Solar will be cheaper than coal in the UK within a few years’ time and when you add storage to it, which is the final piece of the jigsaw, then the job will be done”.
The event was a joyous occasion attended by over 100 local business and community members. Sir Ed Davey delivered his speech alongside Jon Gething from Low Carbon Gordano, Stephen Barrett from Solarsense, and Kate Smith from Bristol Zoological Society.
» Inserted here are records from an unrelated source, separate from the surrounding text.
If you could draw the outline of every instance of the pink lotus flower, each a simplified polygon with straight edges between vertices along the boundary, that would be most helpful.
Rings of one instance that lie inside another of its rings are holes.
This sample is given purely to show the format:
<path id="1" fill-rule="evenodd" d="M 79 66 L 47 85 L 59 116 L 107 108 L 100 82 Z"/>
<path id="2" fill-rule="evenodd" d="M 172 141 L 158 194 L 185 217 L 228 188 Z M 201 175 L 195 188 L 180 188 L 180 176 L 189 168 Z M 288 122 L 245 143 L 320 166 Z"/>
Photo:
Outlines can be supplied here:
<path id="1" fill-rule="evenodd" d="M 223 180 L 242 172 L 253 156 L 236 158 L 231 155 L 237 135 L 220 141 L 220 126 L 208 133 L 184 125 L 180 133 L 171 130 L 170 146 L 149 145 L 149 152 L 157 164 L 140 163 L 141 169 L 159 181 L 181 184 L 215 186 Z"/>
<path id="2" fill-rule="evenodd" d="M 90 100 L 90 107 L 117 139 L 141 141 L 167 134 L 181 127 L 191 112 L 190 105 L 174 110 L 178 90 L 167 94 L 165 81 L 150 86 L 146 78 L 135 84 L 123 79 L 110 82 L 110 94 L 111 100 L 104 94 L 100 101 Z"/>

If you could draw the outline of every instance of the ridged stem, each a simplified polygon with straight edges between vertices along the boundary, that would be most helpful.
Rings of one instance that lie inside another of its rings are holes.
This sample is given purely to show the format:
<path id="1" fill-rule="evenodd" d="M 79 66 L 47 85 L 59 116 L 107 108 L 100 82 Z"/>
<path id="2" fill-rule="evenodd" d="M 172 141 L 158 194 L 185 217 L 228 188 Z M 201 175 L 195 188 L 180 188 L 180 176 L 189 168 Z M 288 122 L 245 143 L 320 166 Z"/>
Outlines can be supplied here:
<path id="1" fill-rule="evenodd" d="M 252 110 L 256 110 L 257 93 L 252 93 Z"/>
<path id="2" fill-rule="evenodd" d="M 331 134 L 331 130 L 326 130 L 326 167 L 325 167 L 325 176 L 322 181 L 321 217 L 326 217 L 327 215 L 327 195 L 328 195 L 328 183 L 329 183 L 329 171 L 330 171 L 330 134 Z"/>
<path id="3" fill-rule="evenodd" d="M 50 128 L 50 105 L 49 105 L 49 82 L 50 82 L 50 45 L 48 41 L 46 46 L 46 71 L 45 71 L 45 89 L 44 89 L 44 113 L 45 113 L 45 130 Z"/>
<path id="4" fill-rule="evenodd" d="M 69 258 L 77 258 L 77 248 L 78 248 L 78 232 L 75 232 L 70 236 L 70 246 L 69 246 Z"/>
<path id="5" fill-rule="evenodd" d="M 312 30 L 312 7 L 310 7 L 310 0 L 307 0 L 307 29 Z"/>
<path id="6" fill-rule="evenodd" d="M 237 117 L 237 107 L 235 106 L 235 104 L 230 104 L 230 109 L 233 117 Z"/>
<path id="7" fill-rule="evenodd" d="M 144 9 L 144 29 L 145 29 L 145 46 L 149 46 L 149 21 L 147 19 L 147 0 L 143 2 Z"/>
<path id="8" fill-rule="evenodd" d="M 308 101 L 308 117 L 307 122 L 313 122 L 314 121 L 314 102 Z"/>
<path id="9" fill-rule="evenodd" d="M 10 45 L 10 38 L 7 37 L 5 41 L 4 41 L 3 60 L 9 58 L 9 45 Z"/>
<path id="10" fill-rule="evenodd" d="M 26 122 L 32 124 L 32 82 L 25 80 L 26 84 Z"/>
Kate explained the importance of the Madagascar charity project which is being supported by Low Carbon Gordano through its community benefit fund. The project involves Solarsense travelling to Madagascar to install a range of solar arrays to help power the village and research centres aiding both the local community and research teams.
Ham Lane construction
Following the successful share offer in May and June 2015, contracts for the construction of the Ham Lane array were placed with Solarsense and work got underway in August . Fine weather allowed the construction phase to progress rapidly and by the end of October the construction phase had been completed and commissioning and testing were underway. The last item to arrive was the inverter station which was installed at the end of October.
The project has been developed by Solarsense who secured a lease on the land, negotiated a connection agreement with Western Power, and obtained planning consent.
Ham Lane solar array consists of around 3600 solar panels on some 4 acres of low grade grazing land. It will have a peak power of 915 kW and will cost just over £1 million to construct including the development costs.